L’articolo “Indipendentismo: impariamo a osservare e ad ascoltare” di Marco Fadda coglie, a mio avviso, un punto fondamentale: la crisi dell’indipendentismo è ormai gravissima, direi irreversibile, sotto gli occhi di tutti. E bisogna farci i conti.
Negli ultimi vent’anni si è solo messa la polvere sotto il tappeto e ogni critica, ogni proposta di discussione, ogni tentativo di uscire fuori dalla gabbia delle sigle è stata vissuta come reato di lesa maestà.
In alcuni ambienti addirittura si è parlato di “congelamento” per botte di cinque o dieci anni degli “eretici” e in altri – fino a pochi mesi fa – si istituivano veri e propri processi politici per scovare i “sabotatori”, spesso per aver mosso una critica sui social o addirittura per un “like” o un “cuoricino”.
La psicopolizia di Orwell in confronto è roba da ragazzini senza fantasia!

L’indipendentismo all’inizio degli anni Duemila, con le due innovative proposte di IRS A Manca pro s’Indipendentzia (nate all’incirca nello stesso periodo), ha determinato un dibattito assai avanzato, marcando la linea politica per il decennio a venire. Dalla questione energetica alla lotta all’occupazione militare, dalla questione della lingua alla vertenza entrate, dalla critica alla sinistra centralista all’apertura internazionale – e soprattutto mediterranea – al dibattito che contemporaneamente si svolgeva in Catalogna e nel Paese Basco. Vi era soprattutto una nuova concezione giovanile, moderna, militante e popolare. Veniva fuori una nuova generazione di sardi e sarde, oggi spesso impegnati in vari ambiti della cultura, delle amministrazioni, nella scuola, nella ricerca. Ci si staccava allora da un’idea folklorica e polverosa di “indipendentismo”, troppo spesso assai compromessa con altre concezioni quali l’autonomismo e il federalismo di maniera.

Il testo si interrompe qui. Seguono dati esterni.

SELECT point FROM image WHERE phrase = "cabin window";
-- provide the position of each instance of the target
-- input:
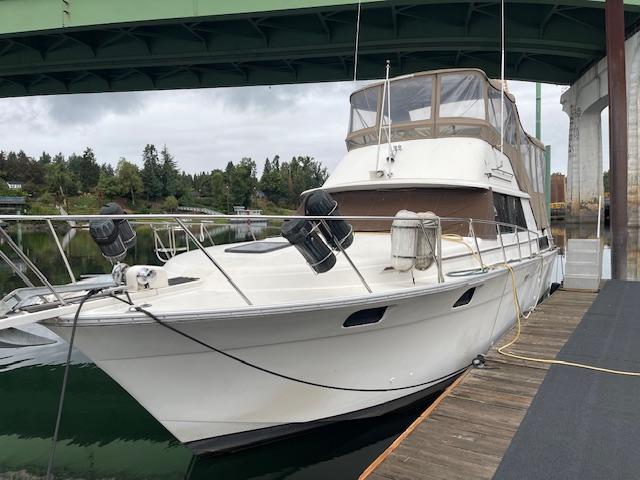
(364, 109)
(540, 170)
(508, 209)
(465, 298)
(364, 317)
(461, 95)
(410, 100)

Ma non è tutto rose e fiori.
I recinti ideologici hanno anche ingessato per un decennio la nascita di un movimento – magari plurale e composito – ma unificato su alcuni obiettivi strategici fondamentali. La spaccatura più grande si è senz’altro avuta nel 2006 quando, di fronte all’operazione repressiva denominata “Arcadia”, IRS ha assunto una posizione ponziopilatesca, dando “fiducia alla magistratura” e svincolandosi dalla questione come se riguardasse solo l’ala sinistra dell’indipendentismo. È stato un momento oscuro e indecoroso dell’indipendentismo, ma non è stato il solo.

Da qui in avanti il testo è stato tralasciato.